図2】本発明の第1の実施形態に係るロータリーパーカッションドリル装置用の止水治具を示す図で、(a)はドリルチューブ内の所定位置に止水治具が装着されると共に、インナーチューブが挿通される前の状態を模式的に示す平面図、(b)は(a)の状態において止水治具を前方から見た状態を示す図、(c)は(a)の状態において止水治具を後方から見た状態を示す図である。
図3】本発明の第1の実施形態に係るロータリーパーカッションドリル装置用の止水治具を示す図で、(a)はドリルチューブ内の所定位置に止水治具が装着されると共に、インナーチューブが挿通された後の状態を模式的に示す平面図、(b)は(a)の状態における要部を模式的に示す斜視図。
図4】本発明の第1の実施形態に係るロータリーパーカッションドリル装置用の止水治具を示す図で、(a)は図3の状態において止水治具を前方から見た状態を示す図、(b)は図3の状態において止水治具を後方から見た状態を示す図、(c)はドリルチューブ内の所定位置に止水治具が装着されると共に、インナーチューブが回収される状態を模式的に示す平面図である。
図5】従来のロータリーパーカッションドリル装置を用いて地質調査を行う状態を模式的に示す図である。
図6】本発明の第2の実施形態に係るロータリーパーカッションドリル装置用の止水治具を示す図で、(a)は全体斜視図、(b)は分解図した状態を示す斜視図である。
図7】本発明の第2の実施形態に係るロータリーパーカッションドリル装置用の止水治具を示す図で、(a)はドリルチューブ内の所定位置に止水治具が装着されると共に、インナーチューブが挿通される前の状態を模式的に示す平面図、(b)は(a)の状態において止水治具を前方から見た状態を示す図、(c)は(a)の状態において止水治具を後方から見た状態を示す図である。

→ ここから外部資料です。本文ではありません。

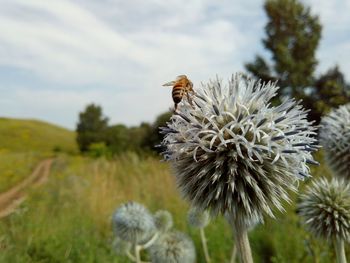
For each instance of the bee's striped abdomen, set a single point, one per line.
(177, 93)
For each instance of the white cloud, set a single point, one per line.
(127, 49)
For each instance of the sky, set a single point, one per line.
(57, 56)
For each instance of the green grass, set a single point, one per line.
(69, 220)
(19, 135)
(23, 143)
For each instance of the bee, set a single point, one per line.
(181, 86)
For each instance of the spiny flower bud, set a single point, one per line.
(173, 247)
(133, 222)
(233, 152)
(198, 218)
(335, 138)
(325, 208)
(163, 220)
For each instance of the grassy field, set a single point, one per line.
(19, 135)
(69, 220)
(23, 143)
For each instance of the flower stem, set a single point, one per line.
(339, 250)
(137, 254)
(234, 253)
(242, 243)
(204, 244)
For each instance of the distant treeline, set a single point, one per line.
(96, 137)
(292, 35)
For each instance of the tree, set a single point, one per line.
(91, 127)
(292, 36)
(329, 91)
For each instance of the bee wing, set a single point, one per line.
(171, 83)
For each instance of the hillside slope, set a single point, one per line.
(19, 135)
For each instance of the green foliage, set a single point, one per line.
(91, 127)
(117, 138)
(292, 38)
(98, 149)
(34, 136)
(16, 166)
(153, 137)
(69, 219)
(24, 143)
(330, 90)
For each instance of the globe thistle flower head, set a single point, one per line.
(198, 218)
(232, 152)
(132, 222)
(325, 208)
(163, 220)
(335, 138)
(173, 247)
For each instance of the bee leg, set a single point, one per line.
(175, 107)
(189, 99)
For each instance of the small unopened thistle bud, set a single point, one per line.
(121, 247)
(325, 209)
(335, 138)
(163, 220)
(198, 218)
(132, 222)
(173, 247)
(233, 152)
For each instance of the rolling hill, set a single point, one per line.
(21, 135)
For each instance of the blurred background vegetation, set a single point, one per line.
(102, 165)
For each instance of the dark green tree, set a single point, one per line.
(153, 137)
(329, 91)
(91, 127)
(292, 37)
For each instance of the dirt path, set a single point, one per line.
(13, 197)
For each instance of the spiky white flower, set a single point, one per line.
(325, 208)
(163, 220)
(198, 218)
(232, 151)
(335, 138)
(173, 247)
(132, 222)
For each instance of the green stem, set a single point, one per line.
(242, 243)
(137, 254)
(339, 250)
(204, 244)
(234, 253)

図8】本発明の第2の実施形態に係るロータリーパーカッションドリル装置用の止水治具を示す図で、(a)はドリルチューブ内の所定位置に止水治具が装着されると共に、インナーチューブが挿通された後の状態を模式的に示す平面図、(b)は(a)の状態における要部を模式的に示す斜視図。
図9】本発明の第2の実施形態に係るロータリーパーカッションドリル装置用の止水治具を示す図で、(a)は図8の状態において止水治具を前方から見た状態を示す図、(b)は図8の状態において止水治具を後方から見た状態を示す図、(c)はドリルチューブ内の所定位置に止水治具が装着されると共に、インナーチューブが回収される状態を模式的に示す平面図である。
【発明を実施するための形態】
【0014】
以下の図面を参照して、本発明の実施形態に係る止水治具を説明し、本発明の理解に供する。しかし、以下の説明は本発明の特許請求の範囲に記載の発明を限定するものではない。なお、図2(a)、図3(a)、図4(c)、図7(a)、図8(a)、図9(c)においては、説明の便宜上、アウターチューブ3及びドリルチューブ4のみ断面を図示するものとする。
【0015】
まず図1図5を参照して、本発明の第1の実施形態に係るロータリーパーカッションドリル装置用の止水治具1を説明する。
【0016】
図1図5を参照して、本発明の実施形態に係る止水治具1は、ロータリーパーカッションドリル装置2のアウターチューブ3内又はドリルチューブ4内の所定位置に装着して使用するものである。なお、ここで「所定位置」とは、図2(a)に示す掘削刃4aから50cm程度の位置を意味するものである。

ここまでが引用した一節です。